The World Outside the Figure, the World Within the Figure: Painter Will Barnet

When you were working on the woodcut of Singular Image did you sense that using that medium was in a way related to what the image was about?

I can only explain it in terms of why I took up woodcuts. Maybe that’ll answer it a little bit. This goes back to the thirties, because I took up woodcut early. It won’t answer your question but it will answer some questions related to the medium: why I take up these new mediums, why I took up the medium of woodcut. I was doing a lot of lithographs when I was young. Lithography is using a point, a crayon point. You’re drawing on stone. It lends itself to a certain kind of line and detail. Even in my painting I wasn’t breaking away. So I said — I’ve got to do something. So I began to look over the mediums, and woodcut began to show me that it has broad planes and masses, and you’re cutting out big shapes. I said — this is what I need to fulfill my development as a painter. I wanted my paintings to become bigger and stronger and broader in view. So in that sense a medium was done for aesthetic reason. Now as far as… maybe you’re thinking of spiritual reasons for doing a medium.

I’m thinking of metaphorically. In those abstract pieces such as Singular Image, you had an image that was being pressured and you used a medium that pressured the image into its being.

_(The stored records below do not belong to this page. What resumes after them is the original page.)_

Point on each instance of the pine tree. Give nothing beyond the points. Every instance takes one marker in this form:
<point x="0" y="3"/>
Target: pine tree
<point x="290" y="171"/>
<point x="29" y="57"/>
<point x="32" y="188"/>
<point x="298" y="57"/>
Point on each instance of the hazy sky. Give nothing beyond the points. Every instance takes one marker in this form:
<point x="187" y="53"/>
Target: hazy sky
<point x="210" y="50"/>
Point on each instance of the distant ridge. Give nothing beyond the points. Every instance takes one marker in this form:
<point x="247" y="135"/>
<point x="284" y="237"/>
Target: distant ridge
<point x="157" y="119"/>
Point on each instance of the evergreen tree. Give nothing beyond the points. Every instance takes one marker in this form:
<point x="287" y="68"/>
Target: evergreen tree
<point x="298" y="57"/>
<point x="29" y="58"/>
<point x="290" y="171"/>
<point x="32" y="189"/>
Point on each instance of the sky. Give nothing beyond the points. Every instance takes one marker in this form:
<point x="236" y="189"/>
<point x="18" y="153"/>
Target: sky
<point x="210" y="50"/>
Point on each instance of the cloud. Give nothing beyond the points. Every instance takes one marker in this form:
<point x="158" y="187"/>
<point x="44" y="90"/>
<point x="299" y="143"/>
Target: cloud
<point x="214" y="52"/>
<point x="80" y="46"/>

That’s very possible. I don’t think I could have done Singular Image (other than in painting) any other way but with a woodcut. I think you’re right. I can’t picture it any other way.

There seems to be a consistency across your use of different media. You deal with the canvas with a certain respect; you push the paint back in and take dry brushes to absorb the paint so the linen shows through. Similarly, in woodcut, you respect the natural wood. You use ink in such a way that the wood grain comes through.

That’s right. I’m using the wood like I’m using the canvas almost.

Could you talk about the consistency and what that is — the respect for the medium itself?

Well, I would say so. I think the first thing I try to do in graphic (let’s use the word “graphic,” which means lithography, etching, woodcut and silkscreen) is that I’m going to translate my idea onto paper. I have to think that it’s no longer a painting. It’s now something in another medium and another material, which is paper. So the paper has become more important. And one of the things I try to do in my best work is to make the paper become form and breathe. So the paper is important.

For instance, one of my most important prints of the thirties was Early Morning, 1943. A woman is lying in a bed awakened at a very eerie hour, in a lot of black and white. There I felt I’d made a breakthrough because my white areas became forms, and so I achieved something which I’d been trying for years to get to — that white would become a shape and form against the black. Because before, when you modeled and you did a lot of tones, you could achieve a certain amount of background and foreground weight and so forth by the way you toned and modeled it, which to me was not the right way because that was a past experience. It was a tradition that I wanted to break away from.

…one of the things I try to do in my best work is to make the paper become form and breathe. So the paper is important.

I loved the wood. I worked on this a whole summer. It’s the only thing I did that summer. And I just looked at the wood. And I had no drawing. And the whole thing was created on the block, which is a terrific experience. In a strange way the block became like a family member. It became part of me. The block really became part of me: the wood, the smell of it, everything about it. And so I had a knife and a gouge and a chisel and I spent the whole summer just living with that block until I got this thing realized. It’s really one of the nicest things. As a matter of fact, Paul Sachs, who was famous at one time at Harvard, said it was one of the great prints of the twentieth century.

When I did Singular Image, I had similar feelings. When I did that woodcut I wasn’t painting much at that moment. I had to just work with that block. And so the block became my whole life: cutting it, feeling it. You’re right, it does become in a sense, you might say, part of my family of experience, the block itself. Then when I feel that I’ve done it and I no longer have the same feeling, I’ll change my environment. I move on to something else. But while I’m doing it, it’s real. Also, I never try to repeat it. When I did those early lithographs, I was influenced by Daumier. When I look at them, they’re very good pieces of work. I’m proud of them. Now that’s a fifty year span, sixty year span and I see them objectively, like a stranger maybe had done them, but then I realize the experience I went through when I did them. I believed in it and I gave my life to it. What I’m trying to say is that it isn’t a question of being a painter, it’s a question of experiencing something and then it becomes a painting. But it isn’t a painting until the experience develops over a period of time.